In their analysis, the authors created an alternative pricing benchmark based for Malaysia that they compared to KLIBOR based on industrial production, the money supply, equity prices and the Ringgit exchange rate (plus a suggestion for incorporating firm- and sector-specific factors). Using historical data, they found that their benchmark was more stable than the KLIBOR alternative.

However, there were a number of questions that the article raised about whether the effort was productive in terms of giving the Islamic finance industry a useful alternative to interest rate benchmarks like LIBOR/KLIBOR/etc. One of the biggest issues that I have with their methodology is that they use 'real' economy factors to determine their benchmark when it is not clear that the cost of financing in the Islamic finance industry as it operates today should be based on these factors and not an interest rate. What I mean by this is that the structure of Islamic banks' financing are much more debt-like and resemble the products offered by conventional banks in their risk (and return) profiles.

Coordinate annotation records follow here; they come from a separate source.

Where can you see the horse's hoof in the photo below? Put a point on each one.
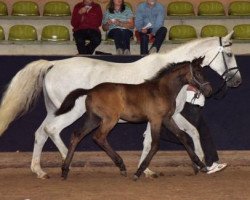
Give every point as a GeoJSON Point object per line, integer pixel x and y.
{"type": "Point", "coordinates": [124, 173]}
{"type": "Point", "coordinates": [135, 178]}
{"type": "Point", "coordinates": [44, 176]}
{"type": "Point", "coordinates": [64, 178]}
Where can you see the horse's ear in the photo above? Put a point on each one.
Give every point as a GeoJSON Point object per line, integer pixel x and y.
{"type": "Point", "coordinates": [198, 61]}
{"type": "Point", "coordinates": [228, 36]}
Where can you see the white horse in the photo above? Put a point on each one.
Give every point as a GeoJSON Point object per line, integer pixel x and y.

For example, the most common financing contract is murabaha, where a good is sold with a markup and deferred repayment. Although the bank is technically liable for some brief period of time, their main risk is the same as a conventional bank that loans money to a customer for the purchase of that good. The bank is concerned with the probability of default and its returns compared with its own cost of funds. To be fair, there is something to the argument that the cost of capital of Islamic banks should be different than conventional banks because their sources of capital may be forced to endure losses without creating a 'default'.

For example, most depositors are profit-sharing account holders, who are liable for loss of principal (although the regulatory regime in many regions limits the ability of depositors to be forced to accept a loss of principal and in others, the bank and its shareholders are in some ways subordinated to the depositors through reserve accounts that smooth the distributions to depositors, as well as absorb any losses. In addition, with the changes instituted by AAOIFI on mudaraba and musharaka sukuk, the sukuk holders may also be forced to receive redemption below par without a default if the underlying bank's profitability is not sufficient to pay the full value of the coupon plus final redemption. In both these situations, the bank does not have to absorb losses entirely and so their cost of capital is effectively lower than a conventional bank. This would make a conventional benchmark the incorrect metric to use when pricing loans (although the bank could adjust the spread over the benchmark it charges customers to compensate for this lower cost of capital).

However, apart from the possibility that an Islamic bank could have lower cost of capital from profit-sharing deposit accounts and debt financing, the interest rate benchmark may be more appropriate. For one thing, as the authors note, if there were a different benchmark for Islamic banks, it could attract arbitrageurs who would trade away any difference in the benchmark between conventional and Islamic banks, at least in normal conditions where the loss-sharing features of deposit accounts and sukuk were not in force. This would eliminate the benefit of having two different benchmarks because in most cases the benchmark rate would be identical.

While the article provided an interesting look at potential benchmarks for Islamic banks distinct from the interest-based rates they use now, the necessity of such a benchmark seems lacking. The use of an interest-based benchmark does not taint the Islamic banking industry and an attempt to create a distinct Islamic pricing benchmark could distract the industry from other, more pressing challenges, like liquidity management and deciding the place for profit-sharing and non-profit-sharing products. It would also deprive the industry of the ability to tap the knowledge of a much broader group of participants in the global financial system for information on the baseline cost of capital. Moving away from the interest-rate benchmark might impose costs on the industry's growth and would provide few apparent benefits except for those around 'perception' of the industry and its relationship with the conventional banking industry.

[1] Omar, Mohd Azmi, Azman Md Noor and Ahamed Kameel Mydin Meera. 2010. "An Islamic Pricing Benchmark", ISRA Research Paper No. 17/2010.